Root number bias for newforms
Kimball Martin
TL;DR
This work derives an explicit, largely class-number–driven formula for the trace of the Fricke involution on the new subspace $S_k^{\mathrm{new}}(N)$ of modular forms, yielding precise statements about the root-number bias among newforms of weight $k$ and level $N$. By combining Yamauchi–Skoruppa–Zagier trace formulas with elementary class-number relations and Möbius inversion, the author shows that the bias toward root number $+1$ persists for all weights when $N$ is not the square of a squarefree number (and in many small-weight cases), while for cubefree square levels the bias can flip for large $k$ and is controlled by the class-number data $h'(-D)$. The paper further refines these results into detailed, case-by-case formulas for $\operatorname{tr}W_N^{\mathrm{new}}$ and discusses how excluding twists from smaller levels (i.e., focusing on minimal newforms) can alter or neutralize the bias, highlighting rich interactions between local representations, twists, and global root-number statistics.

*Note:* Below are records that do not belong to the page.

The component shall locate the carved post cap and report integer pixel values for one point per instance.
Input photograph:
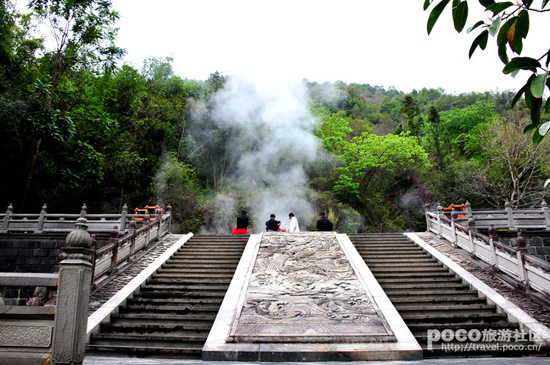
(520, 242)
(80, 236)
(492, 231)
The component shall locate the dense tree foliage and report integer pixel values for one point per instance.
(79, 125)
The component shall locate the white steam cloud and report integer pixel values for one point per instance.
(274, 146)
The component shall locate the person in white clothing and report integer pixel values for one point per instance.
(293, 223)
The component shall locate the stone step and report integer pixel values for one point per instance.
(156, 327)
(173, 301)
(168, 317)
(188, 281)
(140, 351)
(163, 309)
(182, 287)
(150, 339)
(451, 317)
(421, 279)
(423, 285)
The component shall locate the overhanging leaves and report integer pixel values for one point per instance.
(538, 84)
(521, 63)
(460, 15)
(481, 41)
(436, 12)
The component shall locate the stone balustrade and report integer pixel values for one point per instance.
(524, 270)
(53, 333)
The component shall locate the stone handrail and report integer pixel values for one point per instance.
(508, 218)
(527, 271)
(108, 260)
(45, 222)
(53, 333)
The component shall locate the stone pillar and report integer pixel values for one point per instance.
(471, 231)
(439, 215)
(123, 217)
(169, 212)
(521, 251)
(41, 219)
(73, 296)
(454, 217)
(492, 239)
(83, 211)
(510, 213)
(468, 210)
(426, 210)
(9, 212)
(546, 214)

Overall, the results give a complete, explicit understanding of root-number distributions in broad settings and connect root-number phenomena to classical arithmetic invariants and twist phenomena in the theory of modular forms.
Abstract
Previously we observed that newforms obey a strict bias towards root number $+1$ in squarefree levels: at least half of the newforms in $S_k(Γ_0(N))$ with root number $+1$ for $N$ squarefree, and it is strictly more than half outside of a few special cases. Subsequently, other authors treated levels which are cubes of squarefree numbers. Here we treat arbitrary levels, and find that if the level is not the square of a squarefree number, this strict bias still holds for any weight. In fact the number of such exceptional levels is finite for fixed weight, and 0 if $k < 12$. We also investigate some variants of this question to better understand the exceptional levels.